Notice what disappears. The human being as a citizen of the world. The human being as a bearer of rights. The human being as someone who may have fled hunger, cartel violence, political persecution, or climate catastrophe. Instead, we are given inventory management. We are given a warehouse logic in which bodies are units to be stored until they can be expelled.
If a building’s primary function is to confine people against their will, under armed guard, with limited access to counsel, family, or sunlight, there is already a word for that. Prison.
If a system detains people not for crimes proven in court but for the administrative fact of crossing a border or overstaying a visa, often in sweeping operations that target nationality and race, there is another word available. Concentration camp.
The second term makes people flinch. It is supposed to. It has been reserved, in public memory, for the most industrial and genocidal version of itself. But historically the phrase simply meant what it says: the concentration of civilians into camps, outside the normal protections of law. The British used them in South Africa. The United States used them against Japanese Americans.
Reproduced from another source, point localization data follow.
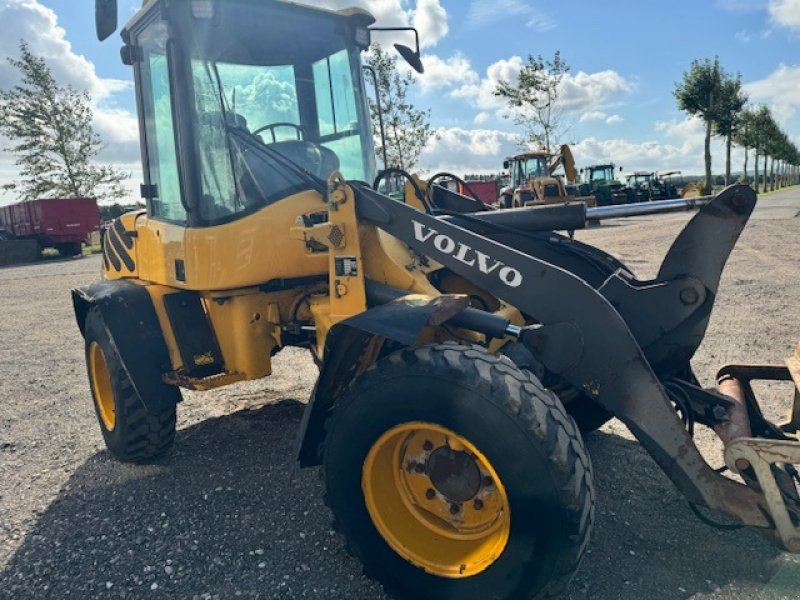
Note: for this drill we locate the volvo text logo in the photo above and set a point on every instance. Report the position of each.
(467, 255)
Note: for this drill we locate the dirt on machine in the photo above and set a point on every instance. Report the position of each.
(533, 180)
(464, 350)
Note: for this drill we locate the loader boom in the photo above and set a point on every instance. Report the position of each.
(600, 354)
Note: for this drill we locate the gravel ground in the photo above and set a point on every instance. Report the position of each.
(226, 515)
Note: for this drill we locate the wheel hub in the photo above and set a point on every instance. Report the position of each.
(455, 474)
(436, 500)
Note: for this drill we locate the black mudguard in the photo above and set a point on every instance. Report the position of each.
(347, 346)
(130, 319)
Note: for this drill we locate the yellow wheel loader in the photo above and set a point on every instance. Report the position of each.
(462, 350)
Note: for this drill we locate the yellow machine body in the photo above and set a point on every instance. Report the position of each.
(228, 265)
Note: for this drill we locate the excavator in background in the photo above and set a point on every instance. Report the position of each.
(533, 180)
(649, 186)
(463, 350)
(601, 181)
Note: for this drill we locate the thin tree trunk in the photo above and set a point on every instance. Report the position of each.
(707, 156)
(772, 175)
(745, 164)
(728, 160)
(755, 169)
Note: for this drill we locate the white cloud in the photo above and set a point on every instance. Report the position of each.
(468, 150)
(442, 73)
(584, 91)
(482, 12)
(430, 19)
(785, 13)
(780, 89)
(481, 94)
(38, 26)
(578, 92)
(593, 115)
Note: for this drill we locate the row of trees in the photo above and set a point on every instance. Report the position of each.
(710, 92)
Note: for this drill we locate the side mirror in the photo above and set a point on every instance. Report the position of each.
(411, 57)
(105, 18)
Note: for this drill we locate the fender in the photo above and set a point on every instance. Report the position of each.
(353, 345)
(129, 317)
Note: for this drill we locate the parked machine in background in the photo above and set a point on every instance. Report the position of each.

The horror lies not only in gas chambers. It lies in the idea that a category of people can be gathered up and placed beyond the ordinary rights that supposedly define a democracy.
ICE insists that detention is civil, not criminal. That distinction is a legal fig leaf. The deprivation of liberty feels the same in a civil cage as it does in a criminal one. International law recognizes that arbitrary detention, particularly of asylum seekers, violates basic human rights norms. Domestic law requires due process. Yet immigration courts are backlogged, access to attorneys is scarce, and bond hearings are inconsistent or denied. People languish for months, sometimes years, waiting for paperwork to catch up with their captivity.
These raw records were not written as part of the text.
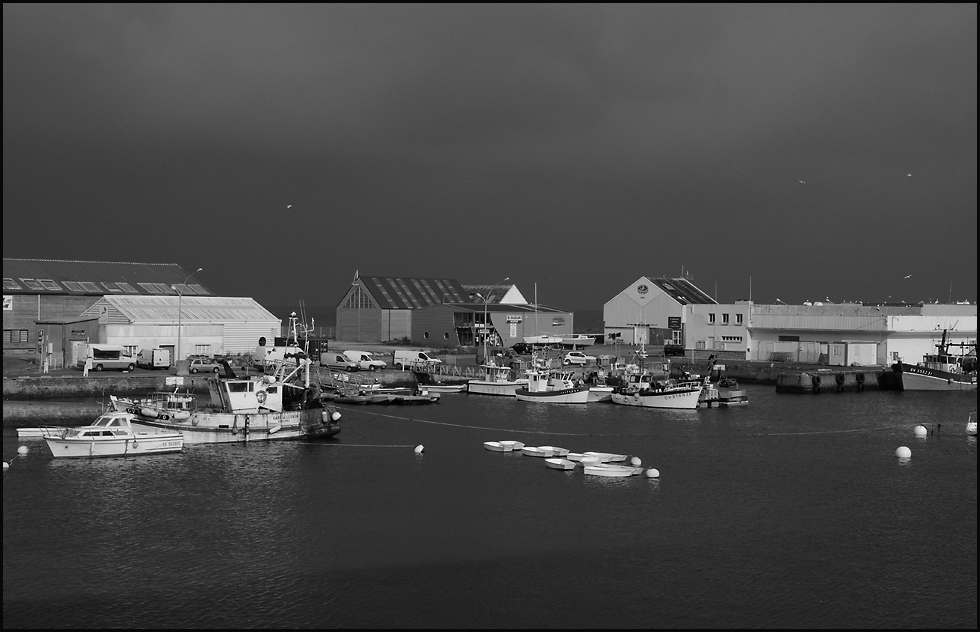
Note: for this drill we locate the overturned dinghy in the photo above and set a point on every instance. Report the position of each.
(560, 464)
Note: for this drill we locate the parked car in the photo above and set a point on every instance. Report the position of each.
(337, 361)
(577, 357)
(204, 365)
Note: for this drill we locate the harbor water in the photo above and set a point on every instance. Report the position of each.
(791, 512)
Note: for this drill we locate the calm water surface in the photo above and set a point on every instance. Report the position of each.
(790, 512)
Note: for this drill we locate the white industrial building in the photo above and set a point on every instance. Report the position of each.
(656, 310)
(198, 325)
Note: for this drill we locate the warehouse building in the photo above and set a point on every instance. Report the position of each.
(443, 313)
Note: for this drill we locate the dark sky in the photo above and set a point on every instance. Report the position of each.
(576, 147)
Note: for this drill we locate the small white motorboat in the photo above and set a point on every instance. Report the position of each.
(545, 451)
(560, 464)
(612, 470)
(606, 457)
(111, 434)
(556, 451)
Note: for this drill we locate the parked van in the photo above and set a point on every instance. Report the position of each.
(365, 360)
(153, 359)
(409, 358)
(106, 357)
(337, 361)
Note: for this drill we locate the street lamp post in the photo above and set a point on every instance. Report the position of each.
(486, 299)
(180, 298)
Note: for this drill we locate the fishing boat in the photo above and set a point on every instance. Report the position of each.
(643, 390)
(943, 370)
(111, 434)
(496, 380)
(552, 387)
(282, 405)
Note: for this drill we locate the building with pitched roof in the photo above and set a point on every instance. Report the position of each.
(652, 310)
(52, 290)
(443, 313)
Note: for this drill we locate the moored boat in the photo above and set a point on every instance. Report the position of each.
(553, 387)
(943, 370)
(283, 405)
(496, 380)
(111, 434)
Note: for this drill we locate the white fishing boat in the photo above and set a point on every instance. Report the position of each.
(943, 370)
(559, 464)
(111, 434)
(282, 405)
(643, 390)
(615, 471)
(600, 393)
(445, 388)
(552, 387)
(496, 380)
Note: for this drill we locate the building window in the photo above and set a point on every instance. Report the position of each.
(15, 335)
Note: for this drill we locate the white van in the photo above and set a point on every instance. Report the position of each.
(105, 357)
(366, 361)
(153, 359)
(413, 358)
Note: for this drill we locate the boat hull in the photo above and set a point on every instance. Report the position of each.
(483, 387)
(563, 396)
(918, 378)
(142, 444)
(687, 400)
(205, 427)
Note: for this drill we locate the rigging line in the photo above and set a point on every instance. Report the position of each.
(538, 432)
(820, 432)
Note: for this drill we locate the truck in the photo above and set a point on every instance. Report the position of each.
(413, 358)
(365, 360)
(154, 359)
(105, 356)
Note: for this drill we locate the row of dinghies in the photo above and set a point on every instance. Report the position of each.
(592, 463)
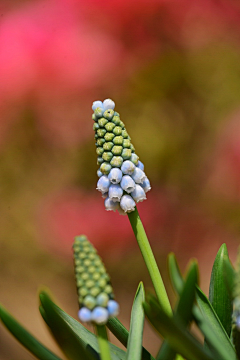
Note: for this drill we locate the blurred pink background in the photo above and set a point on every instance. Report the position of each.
(173, 70)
The new facilities promise to relieve overcrowding. What they actually promise is normalization. When a government builds permanent infrastructure for mass detention, it signals that the practice is not an emergency measure but a settled policy. Concrete hardens ideology. Steel reinforces fear.
There is a moral sleight of hand at work. By calling these places facilities, the state suggests that it is merely managing logistics. By describing people as detainees rather than prisoners, it implies that confinement is temporary and benign. By speaking of capacity rather than humanity, it reduces complex lives to occupancy rates.
We should refuse the euphemism. Language is not decoration. It is architecture. It shapes what we are willing to see.
If these structures are prisons, let us call them prisons and ask why so many people are being imprisoned without criminal convictions. If they are concentration camps in the historical sense, let us have the courage to say so and to confront what that means for a country that claims to be a refuge.
A warehouse is for objects. A democracy is for people. The choice between those two visions is being poured in concrete right now.